The inspector accepted the Council’s reasons for treating these units as deliverable at DL/48, where she stated:
“The Council firmly assert that despite the appellant’s challenges to its lawfulness, Site Number 166 has the benefit of planning permission and subsequent to that decision the period for legal challenge was elapsed. During the hearing sessions the Council stated that it did not intend to take any action which would erase this site from their supply. It falls beyond the scope of this appeal for me to determine whether or not any enforcement proceedings are warranted. For the purposes of this appeal, there is no firm basis for me to conclude that Site Number 166, which forms part of the wider, longstanding strategic plan allocation currently under construction would not continue to deliver homes as and when the Council predicts. This finding increases the appellant’s deliverable supply figures by 480 units.”
The first defendant submits that the claimant’s reasoning is incorrect because the 1993 permission, as crystallised by recent matters approvals, was extant and was capable of being implemented unless or until quashed by a court or revoked by the Council, neither of which was likely to occur. The first defendant also distinguishes the judgment in Hillside Parks, relied on by the claimant. Finally, the inspector did proceed to apply the tilted balance and the 480 units in dispute would not have affected the overall outcome.
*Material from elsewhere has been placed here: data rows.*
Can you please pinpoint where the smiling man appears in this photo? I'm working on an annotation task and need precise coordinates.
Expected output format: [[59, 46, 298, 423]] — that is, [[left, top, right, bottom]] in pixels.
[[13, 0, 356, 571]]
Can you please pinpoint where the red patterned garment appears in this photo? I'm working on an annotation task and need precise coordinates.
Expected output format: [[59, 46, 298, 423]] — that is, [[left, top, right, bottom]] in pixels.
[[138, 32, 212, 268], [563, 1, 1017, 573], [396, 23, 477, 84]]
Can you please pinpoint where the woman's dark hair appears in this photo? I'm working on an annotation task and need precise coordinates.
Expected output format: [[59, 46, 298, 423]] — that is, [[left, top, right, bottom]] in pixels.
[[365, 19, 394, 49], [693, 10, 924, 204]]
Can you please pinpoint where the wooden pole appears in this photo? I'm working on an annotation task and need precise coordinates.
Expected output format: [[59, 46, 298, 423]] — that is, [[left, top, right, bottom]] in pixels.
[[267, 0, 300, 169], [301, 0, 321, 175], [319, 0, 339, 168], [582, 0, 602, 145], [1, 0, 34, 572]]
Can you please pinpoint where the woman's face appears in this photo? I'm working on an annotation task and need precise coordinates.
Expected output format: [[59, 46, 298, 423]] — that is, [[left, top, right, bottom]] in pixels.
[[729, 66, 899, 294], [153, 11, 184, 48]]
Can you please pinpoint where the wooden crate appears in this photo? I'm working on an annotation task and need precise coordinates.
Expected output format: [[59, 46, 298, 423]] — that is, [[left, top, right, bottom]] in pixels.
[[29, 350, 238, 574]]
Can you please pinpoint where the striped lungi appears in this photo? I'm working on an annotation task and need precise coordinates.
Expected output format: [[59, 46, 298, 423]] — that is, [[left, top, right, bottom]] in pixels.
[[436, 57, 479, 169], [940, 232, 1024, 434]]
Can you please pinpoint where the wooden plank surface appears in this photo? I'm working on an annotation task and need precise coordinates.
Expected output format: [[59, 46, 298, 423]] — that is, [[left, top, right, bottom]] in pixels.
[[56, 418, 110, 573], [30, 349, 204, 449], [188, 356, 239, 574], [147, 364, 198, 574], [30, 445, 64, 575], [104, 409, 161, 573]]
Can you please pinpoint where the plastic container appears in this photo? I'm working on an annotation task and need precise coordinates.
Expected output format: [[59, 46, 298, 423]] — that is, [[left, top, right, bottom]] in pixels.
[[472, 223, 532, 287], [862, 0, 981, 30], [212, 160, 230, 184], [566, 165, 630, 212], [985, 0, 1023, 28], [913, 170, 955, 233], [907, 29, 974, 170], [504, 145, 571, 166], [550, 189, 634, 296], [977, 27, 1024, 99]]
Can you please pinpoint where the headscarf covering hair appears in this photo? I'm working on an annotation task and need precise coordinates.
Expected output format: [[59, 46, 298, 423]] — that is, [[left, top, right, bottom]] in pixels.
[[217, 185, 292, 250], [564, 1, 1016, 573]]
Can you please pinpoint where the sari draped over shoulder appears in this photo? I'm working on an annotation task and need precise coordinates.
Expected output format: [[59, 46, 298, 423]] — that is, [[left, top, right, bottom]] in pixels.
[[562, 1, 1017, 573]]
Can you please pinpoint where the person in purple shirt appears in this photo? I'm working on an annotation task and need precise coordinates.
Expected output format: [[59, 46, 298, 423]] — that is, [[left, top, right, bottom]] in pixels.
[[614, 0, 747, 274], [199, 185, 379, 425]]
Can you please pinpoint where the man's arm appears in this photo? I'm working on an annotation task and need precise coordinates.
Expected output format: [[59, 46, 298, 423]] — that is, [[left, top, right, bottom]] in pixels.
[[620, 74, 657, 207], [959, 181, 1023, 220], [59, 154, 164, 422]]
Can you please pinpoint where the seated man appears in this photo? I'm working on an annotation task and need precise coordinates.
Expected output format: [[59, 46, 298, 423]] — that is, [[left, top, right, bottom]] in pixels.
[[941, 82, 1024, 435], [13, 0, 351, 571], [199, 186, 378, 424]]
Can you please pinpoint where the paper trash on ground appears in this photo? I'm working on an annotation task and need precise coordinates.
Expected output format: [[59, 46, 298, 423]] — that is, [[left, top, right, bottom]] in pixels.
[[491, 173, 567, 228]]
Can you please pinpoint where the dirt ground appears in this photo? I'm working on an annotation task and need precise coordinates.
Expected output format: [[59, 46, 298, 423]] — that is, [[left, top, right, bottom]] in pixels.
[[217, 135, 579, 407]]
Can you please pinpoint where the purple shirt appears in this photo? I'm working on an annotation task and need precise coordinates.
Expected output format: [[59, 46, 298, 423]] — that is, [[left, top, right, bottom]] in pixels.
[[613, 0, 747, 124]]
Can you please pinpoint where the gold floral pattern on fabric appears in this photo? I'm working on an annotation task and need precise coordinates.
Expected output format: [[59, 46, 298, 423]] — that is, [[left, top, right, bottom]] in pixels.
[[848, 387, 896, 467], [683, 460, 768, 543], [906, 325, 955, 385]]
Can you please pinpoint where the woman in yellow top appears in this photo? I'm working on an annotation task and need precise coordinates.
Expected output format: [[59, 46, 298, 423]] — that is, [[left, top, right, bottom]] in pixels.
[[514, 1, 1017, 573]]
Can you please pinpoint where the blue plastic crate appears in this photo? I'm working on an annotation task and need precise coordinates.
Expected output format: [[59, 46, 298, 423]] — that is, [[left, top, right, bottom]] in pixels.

I accept the first defendant’s submissions on Ground 3 and I do not consider that the inspector’s approach discloses any arguable error of law. Therefore, permission on Ground 3 is refused.
Ground 4
On Ground 4, the claimant submits that the inspector made inconsistent attributions as to weight in DL/31 and DL/56 in respect of the same matters, which was arguably irrational or inadequate, or at least inadequately reasoned. At DL/31 the inspector stated:
“The unilateral undertaking provides an appropriate mechanism to restrict the development of the appeal site to this particular housing product and attracts significant weight in favour of the appeal proposal.”
At DL/56 the inspector stated:
“However, even if I were to accept the appellant’s stance on the approach housing over supply, at worst case housing land supply position amounts to a limited shortfall in the five-year housing land supply. Whilst significant the contribution that the appeal proposal would make to that limited shortfall carries moderate weight in favour of the appeal proposal. I have also found that the appeal proposal will make a contribution to local housing needs for both prestigious and self-build housing products, which has associated social and economic benefits for the area. However, given the uncertainty of the level of these particular housing needs and the fact that the Local Plan makes provision for them, in any event, whilst significant, these benefits each weigh moderately in favour of the appeal proposal. I have also identified that the appeal proposal will provide limited economic benefits, which attracts significant weight, and a range of other benefits, each of which attract moderate weight.”
The first defendant contends that these two paragraphs in the decision address different matters and so are not inconsistent. His Honour Judge Worster also took that view. I agree with him. DL/31 addressed the discrete issue of the mechanism, whereas DL/56 addressed the overall planning balance. I also consider that the attribution of weight was an exercising of planning judgment with which the court will be very reluctant to interfere at a substantive hearing. Therefore, I refuse permission on Ground 4.